Another warped blade thread....or is it..?

N.N

Well-Known Member
I ordered some 1095 from USAknifemaker. Three 12" lengths. I used 2 of the lengths to make knives already. After the heat treat I noticed they had warped pretty severely, which I found odd because I never seem to have a problem with it especially with stock removal and properly annealed steel from reputable companies. I managed to get them straight enough for my knife and my buddies knife, but they aren't perfect. I always leave more than a dimes width of stock on the edge prior to heat treat just to be sure, and I used the "shimming with a penny during temper" method to straighten them.

This past weekend, I was working on a third knife with this last piece of 1095. I had a hard time getting the flat grind straight on one side. I look down the spine and it's already warped like crazy from tip to butt. I realized the 2 others where probably the same. Why I'm just now checking for straightness before grinding...just call it inexperience.

I guess I'm making this thread because I've never noticed this to be a problem when ordering steel in smaller lengths like this and I need to ask how you deal with it.

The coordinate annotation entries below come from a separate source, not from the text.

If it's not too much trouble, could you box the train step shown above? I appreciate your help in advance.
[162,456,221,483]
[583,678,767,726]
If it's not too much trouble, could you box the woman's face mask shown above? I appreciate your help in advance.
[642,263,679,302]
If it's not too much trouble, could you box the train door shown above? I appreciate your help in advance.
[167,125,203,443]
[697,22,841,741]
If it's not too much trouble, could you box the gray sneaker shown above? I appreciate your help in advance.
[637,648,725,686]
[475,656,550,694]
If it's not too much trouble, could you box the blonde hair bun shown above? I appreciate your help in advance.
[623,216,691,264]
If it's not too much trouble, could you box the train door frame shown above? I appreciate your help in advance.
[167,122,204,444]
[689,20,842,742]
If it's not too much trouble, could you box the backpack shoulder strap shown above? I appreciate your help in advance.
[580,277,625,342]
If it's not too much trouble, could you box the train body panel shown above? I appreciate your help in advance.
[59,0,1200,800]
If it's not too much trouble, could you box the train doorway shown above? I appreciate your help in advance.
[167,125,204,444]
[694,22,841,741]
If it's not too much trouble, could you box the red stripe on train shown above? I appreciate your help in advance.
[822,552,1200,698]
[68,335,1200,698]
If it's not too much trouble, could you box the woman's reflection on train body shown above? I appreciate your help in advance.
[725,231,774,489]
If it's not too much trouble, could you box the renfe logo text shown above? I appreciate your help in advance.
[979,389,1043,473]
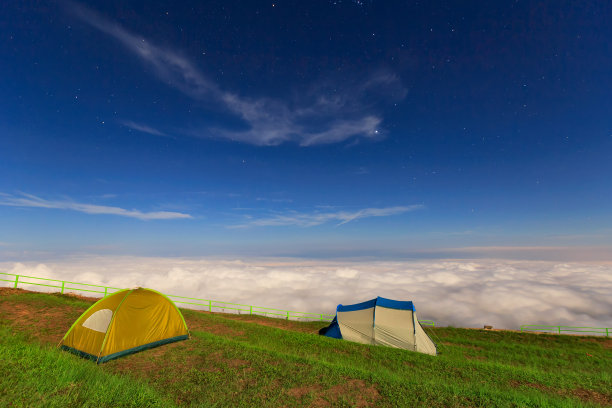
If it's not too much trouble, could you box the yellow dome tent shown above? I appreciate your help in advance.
[59,288,189,364]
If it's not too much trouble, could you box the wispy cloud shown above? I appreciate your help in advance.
[229,204,425,228]
[64,2,406,146]
[0,193,193,220]
[121,120,167,136]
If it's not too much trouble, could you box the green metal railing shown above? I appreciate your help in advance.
[0,272,334,322]
[521,324,612,337]
[0,272,435,327]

Would it be better to try and hammer it out right now before heat treat or wait and try to correct later? Is it ok to stick it in the over at around 300 and try the shim thing now, before heat treat? What methods do you use?
 
I straighten before any grinding whatsoever. I do all my bevels after heat treat. Frank

I'll certainly be paying more attention to how straight the steel is before grinding anything for sure. But will a little heat affect the annealed steel in an already partially beveled blade to straighten it...or will a good ol hammer to simply try and bend it right now work just fine?
 
I straighten up blades as I forge them using my post vise and a wooden beater board. I start at the ricaso and clamp the spine tight to straighten. Then back to the ricaso and then straighten the tang to the rest of the knife. I use the board to tap the blade edge in line. The amount of this I do depends on how much straightening is needed.
 
I straighten up blades as I forge them using my post vise and a wooden beater board. I start at the ricaso and clamp the spine tight to straighten. Then back to the ricaso and then straighten the tang to the rest of the knife. I use the board to tap the blade edge in line. The amount of this I do depends on how much straightening is needed.


Thanks George! I guess I'm going to try to beat it back in line. Does bending room temperature annealed steel stress it like it could if if was already hardened?....(I don't really know what I'm talking about here, just making sure it's ok and learning.)